An eye-witness account of the extermination of the Jewish population of Latvia by the Germans is published in the local daily, Ny Dag, today. The report is by a Latvian journalist named Jablinskis who succeeded in fleeing to Sweden some time age.
Mass executions of Jews which began as soon as the Nazis occupied the country still continue and 700 were recently executed in the town of Salasphils, Jablinskis discloses. Few Jews remain in Riga and none in the formerly heavily Jewish-populated cities of Dvinsk, Revske, Ludza and other smaller towns, he adds.

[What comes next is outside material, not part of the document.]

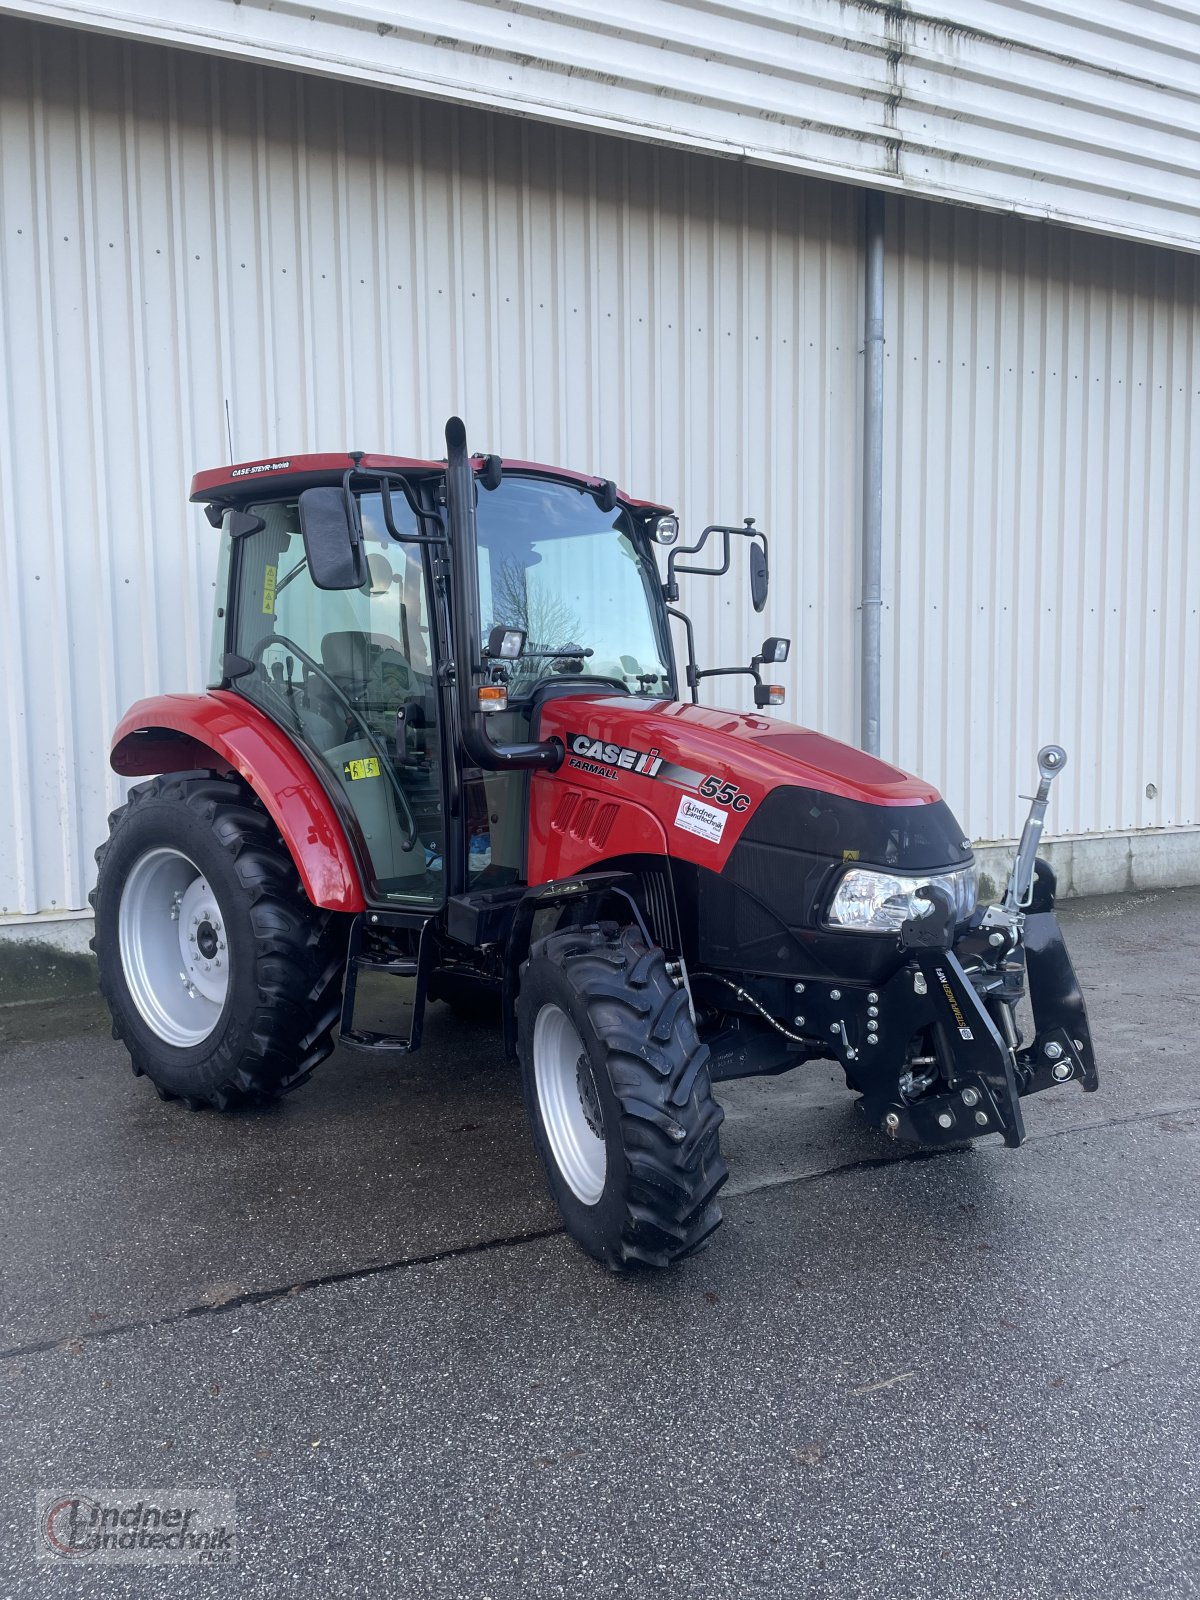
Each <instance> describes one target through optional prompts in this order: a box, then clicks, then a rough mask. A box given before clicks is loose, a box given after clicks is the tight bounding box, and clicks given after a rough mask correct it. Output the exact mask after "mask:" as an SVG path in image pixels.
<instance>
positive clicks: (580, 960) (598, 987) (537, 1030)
mask: <svg viewBox="0 0 1200 1600" xmlns="http://www.w3.org/2000/svg"><path fill="white" fill-rule="evenodd" d="M517 1053H518V1056H520V1064H522V1086H523V1093H525V1106H526V1110H528V1114H530V1123H531V1126H533V1134H534V1142H536V1146H538V1152H539V1155H541V1158H542V1166H544V1168H546V1176H547V1182H549V1187H550V1194H552V1195H554V1198H555V1202H557V1205H558V1210H560V1211H562V1216H563V1221H565V1224H566V1230H568V1232H570V1234H571V1237H573V1238H576V1240H578V1243H579V1245H582V1248H584V1250H586V1251H587V1253H589V1254H590V1256H595V1258H597V1261H603V1262H605V1264H606V1266H610V1267H613V1269H614V1270H621V1269H624V1267H629V1266H632V1264H635V1262H643V1264H646V1266H654V1267H666V1266H669V1262H672V1261H677V1259H680V1258H682V1256H686V1254H691V1251H694V1250H698V1248H699V1246H701V1245H702V1243H704V1240H706V1238H707V1237H709V1235H710V1234H712V1230H714V1229H715V1227H718V1224H720V1221H722V1213H720V1208H718V1205H717V1202H715V1195H717V1190H718V1189H720V1186H722V1184H723V1182H725V1178H726V1176H728V1173H726V1166H725V1162H723V1160H722V1155H720V1146H718V1130H720V1125H722V1120H723V1112H722V1109H720V1106H717V1102H715V1101H714V1099H712V1085H710V1082H709V1050H707V1045H702V1043H701V1040H699V1035H698V1034H696V1026H694V1022H693V1019H691V1011H690V1006H688V994H686V990H685V989H682V987H677V986H675V982H674V981H672V978H670V974H669V971H667V963H666V957H664V954H662V950H659V949H651V947H648V946H646V944H645V942H643V939H642V934H640V933H638V931H637V930H632V928H626V930H619V928H618V926H616V925H614V923H603V925H594V926H587V928H573V930H566V931H562V933H552V934H550V936H549V938H546V939H541V941H539V942H536V944H534V946H533V950H531V954H530V960H528V962H526V963H525V966H523V968H522V984H520V994H518V998H517Z"/></svg>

The article gives the following chronological account of the destruction of a large part of Latvian Jewry: “Soon after the occupation of Latvia the Germans organized executions in the woods near Bigernieju between Katlakalna and Bishumizha on the Lubansk highway. The majority of the Jews in Riga were liquidated. Of the 30,000 persons living in the Riga ghetto in December, 1941, only 3,000 remained by August, 1942. All children below the age of 14 were killed. In the winter of 1941-42 Jews from Austria, Czechoslovakia, France and other occupied countries were sent to Riga and then murdered in the pine woods near Chuibe between the railroad stations at Rumbula and Alaspile. Many graves are still visible there. In all, about 80,000 were murdered near Chiube.”